Recently, I got an email from one of the many great teachers in the network I work in: “Hey Berretta, can I pilot the STEP assessment next year?”

It reignited an old debate in my brain — are leveling assessments worth it? Reading leveling assessments — think DRA, F&P, STEP, etc — are probes that assign numerical or alphabetical values to a student to highlight his or her reading ability and (supposedly) inform a teacher’s instruction for these correctly-labeled students.

I love teaching literacy. In my current role, I have the privilege of overseeing literacy instruction in seven different schools in three different cities. And as much as I like literacy, I love math: so much so that I have a Fibonacci-numbers-inspired tattoo.

So I wanted my inaugural blog entry to incorporate some math in trying to try to answer the question I posed: are leveling assessments really worth it? Let’s get to it.

I’ll start with a reasonable estimate for how much time it takes to administer a reading leveling assessment to a student.

15 minutes. This is a conservative estimate. Often, these assessments can run 30 minutes or longer per student.

Let’s take that conservative estimate and multiply it by the number of students in an average classroom:

24. This was the size of my first class of 2nd graders, and a reasonable number based on a quick survey of some classrooms in the schools in which I work.

If we multiply 15 x 24, we get 360. Those 360 minutes represent a conservative estimate of the instructional time a teacher spends on leveling their entire class.

But we can’t stop there — teachers do these assessments several times each year. I polled a handful of teachers I know, and I came up with a reasonable number for our estimates here: 6 times per year.

Let’s do some more multiplication: 6 x 360. Now we’re up to 2180 — the total number of minutes of instructional time that are spent each year on finding the reading levels for a class of students.

That’s 2180 minutes (or: 2180/60 = 36 hours) of instructional time spent administering tests that will tell us which letter of the alphabet or which number from 1–80 or which STEP from 1–12 should be branded on each reader in a classroom.

150. That represents a conservative estimate of the number of words per minute an average reader can read aloud.

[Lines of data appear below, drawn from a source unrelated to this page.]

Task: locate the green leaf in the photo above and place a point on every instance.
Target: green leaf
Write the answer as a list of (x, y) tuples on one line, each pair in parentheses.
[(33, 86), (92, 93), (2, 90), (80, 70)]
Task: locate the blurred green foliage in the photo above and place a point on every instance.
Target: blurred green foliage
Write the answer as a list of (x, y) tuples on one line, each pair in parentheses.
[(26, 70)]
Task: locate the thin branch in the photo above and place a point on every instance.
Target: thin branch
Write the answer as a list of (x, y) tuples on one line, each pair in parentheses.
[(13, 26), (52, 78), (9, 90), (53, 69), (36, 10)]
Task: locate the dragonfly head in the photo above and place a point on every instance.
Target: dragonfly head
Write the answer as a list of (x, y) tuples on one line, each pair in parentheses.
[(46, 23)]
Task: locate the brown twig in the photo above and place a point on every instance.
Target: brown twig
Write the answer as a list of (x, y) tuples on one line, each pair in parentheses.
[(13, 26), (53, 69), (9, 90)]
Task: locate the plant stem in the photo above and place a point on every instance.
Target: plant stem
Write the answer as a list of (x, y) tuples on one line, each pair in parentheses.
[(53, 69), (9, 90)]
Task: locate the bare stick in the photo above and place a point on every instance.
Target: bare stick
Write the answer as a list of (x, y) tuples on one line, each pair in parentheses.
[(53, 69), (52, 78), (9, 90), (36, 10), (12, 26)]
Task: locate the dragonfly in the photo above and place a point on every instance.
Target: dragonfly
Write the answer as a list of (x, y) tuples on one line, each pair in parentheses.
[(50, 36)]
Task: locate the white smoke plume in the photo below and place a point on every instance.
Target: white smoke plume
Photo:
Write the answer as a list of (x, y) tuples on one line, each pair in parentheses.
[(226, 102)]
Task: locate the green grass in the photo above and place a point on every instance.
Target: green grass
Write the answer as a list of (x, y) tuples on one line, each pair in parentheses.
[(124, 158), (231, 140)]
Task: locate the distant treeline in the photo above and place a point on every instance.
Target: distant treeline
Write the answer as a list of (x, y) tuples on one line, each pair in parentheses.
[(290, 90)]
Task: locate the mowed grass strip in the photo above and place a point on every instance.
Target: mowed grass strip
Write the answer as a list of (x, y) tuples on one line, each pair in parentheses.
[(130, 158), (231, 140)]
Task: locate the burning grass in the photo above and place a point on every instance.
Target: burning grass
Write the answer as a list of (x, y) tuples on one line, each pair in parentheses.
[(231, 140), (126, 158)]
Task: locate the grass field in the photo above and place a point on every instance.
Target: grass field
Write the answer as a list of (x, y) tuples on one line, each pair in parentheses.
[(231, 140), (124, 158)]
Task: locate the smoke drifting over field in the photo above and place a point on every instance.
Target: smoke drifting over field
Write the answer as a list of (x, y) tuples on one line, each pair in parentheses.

If a teacher were to take those 2180 minutes that they spent leveling students and simply read great texts aloud to their students, they would read over 320,000 words to students over the course of the school year.

The average novel for an elementary school student contains 50,000 words, so more simple division leads us to this number:

6. The number of novels a teacher could read aloud to a class.

The average picture book contains around 1000 words. More simple division:

320. The number of picture books that could be read aloud.

And reading aloud is just one easy alternative for that instructional time. What if there 36 extra hours spent reading for pleasure, writing, discussing, practicing handwriting, learning spelling skills, or teaching students typing skills?

Thirty-six hours almost equal the amount of time spent in the average college course. Maybe our students could benefit from early exposure to Econ 104: Intro to Macroeconomics. I know I could have.

If it comes down to a simple value proposition, the question could be: What would be more beneficial to students’ literacy growth: more assessment or more teaching?

So is leveling worth it? It will take a few more posts to lay out a complete argument, but I’d be willing to bet there’s a better use of instructional time.